With regard to the “cap,” please take note that… even if one believes that the cap is an effective means to keep scumbag lawyers on a leash while still fully compensating victims of hack doctors, the amount which our legislature thought to be the perfect amount was $250,000… in 1975… it is now 2014… inflation has reached us in every area… there should be no reasonable argument against the notion that a dollar is 1975 bought more than it does in 2014. An adjustment for inflation to 2014 values should be acceptable… even for those promoting the cap.

Another point to make is that MICRA is absolutely discriminatory in its effect… the limit on pain and suffering of $250,000 is very often the limit of the entire case when it comes to the elderly and more often than it should be when it comes to women and minorities… Punitive damages? There are no punitive damages in medical malpractice cases… Lost wages? People over 65 are retired and women and minorities earn less than white males. Medical Costs? People over 65 have MediCare so there is none, and people on MediCal have none either. People, think before you vote. This law hurts the elderly and women and minorities and the poor… the very people who seem to NOT get the best medical care in the first place.

As a medical malpractice attorney AND physician, I found it difficult to read most of the Internet posts on this topic due to the misinformation, the hatred toward lawyers, the dramatic boo hoo me posts from physicians, and such. It’s really a very simple issue when boiled down. There are of course many great opinions posted, too bad they are often obscured by many over the top replies.

When I look into talking on a medical malpractice case, I know that physicians are not held to a standard of perfection or even to the standard of being the best or even almost the best in their field… They are held to the standard of care for their community and peers. The California legislature has made the legal procedures and rules for medical malpractice cases different from other areas, and done so with a purpose – that purpose being protection of doctors… and while there are many who see protecting doctors as a bad thing, it is not in and of itself really so… some doctors should be protected while others should not get the extra-legal shield afforded by the law. Physicians provide an extremely valuable services to the public and one that requires an enormous amount of skill and brain power to provide correctly – all in a field which is not black and white science but science and art combined – lives are at stake, opinions vary, advancements in science abound, no two patients are alike, etc. In addition, medical malpractice cases are extremely expensive and difficult to bring (properly, that is… anyone can slam together an unintelligible complaint and pay the filing fee). To make a suit “worth it,” there needs to be significant damages – and damages that would not have occurred otherwise. As a generalized example, a one month delay in treatment, that is just as effective one month later as it would have been earlier is not going to provide significant damages.

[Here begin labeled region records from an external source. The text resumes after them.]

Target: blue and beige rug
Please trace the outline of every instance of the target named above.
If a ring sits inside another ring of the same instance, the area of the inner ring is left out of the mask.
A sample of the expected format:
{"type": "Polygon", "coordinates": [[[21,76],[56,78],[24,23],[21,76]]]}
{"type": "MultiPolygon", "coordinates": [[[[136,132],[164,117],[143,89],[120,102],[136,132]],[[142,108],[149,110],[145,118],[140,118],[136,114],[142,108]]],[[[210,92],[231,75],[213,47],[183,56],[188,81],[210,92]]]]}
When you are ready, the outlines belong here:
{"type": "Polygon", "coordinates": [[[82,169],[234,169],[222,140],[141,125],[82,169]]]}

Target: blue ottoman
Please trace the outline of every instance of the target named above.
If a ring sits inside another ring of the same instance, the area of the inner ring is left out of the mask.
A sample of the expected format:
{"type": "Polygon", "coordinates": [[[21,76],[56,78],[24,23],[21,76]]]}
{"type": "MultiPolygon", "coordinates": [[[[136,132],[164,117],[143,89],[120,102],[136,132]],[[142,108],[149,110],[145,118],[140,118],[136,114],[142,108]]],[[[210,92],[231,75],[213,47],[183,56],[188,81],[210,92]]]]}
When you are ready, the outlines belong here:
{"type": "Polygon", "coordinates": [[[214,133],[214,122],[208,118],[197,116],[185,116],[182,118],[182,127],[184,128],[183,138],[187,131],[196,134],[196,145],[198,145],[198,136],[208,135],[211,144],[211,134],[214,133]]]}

The current law makes bringing frivolous or even low dollar suits economically destructive for an attorney… as it stands now, those of us who know what we are doing will only take the high dollar cases… the hard costs of suit are enormous (as medical experts now regularly charge upwards of $800 an hour for testimony).

As for people who figure this is someone else’s problem… I hate to remind people that the victims of medical malpractice never thought they would be victims before they were… they were plain old people who trusted doctors and such prior to their “incident” (as defense counsel like to callously call it). Their lives are ruined and they deserve fair compensation… since medical injury cannot be undone, all the courts can offer is money.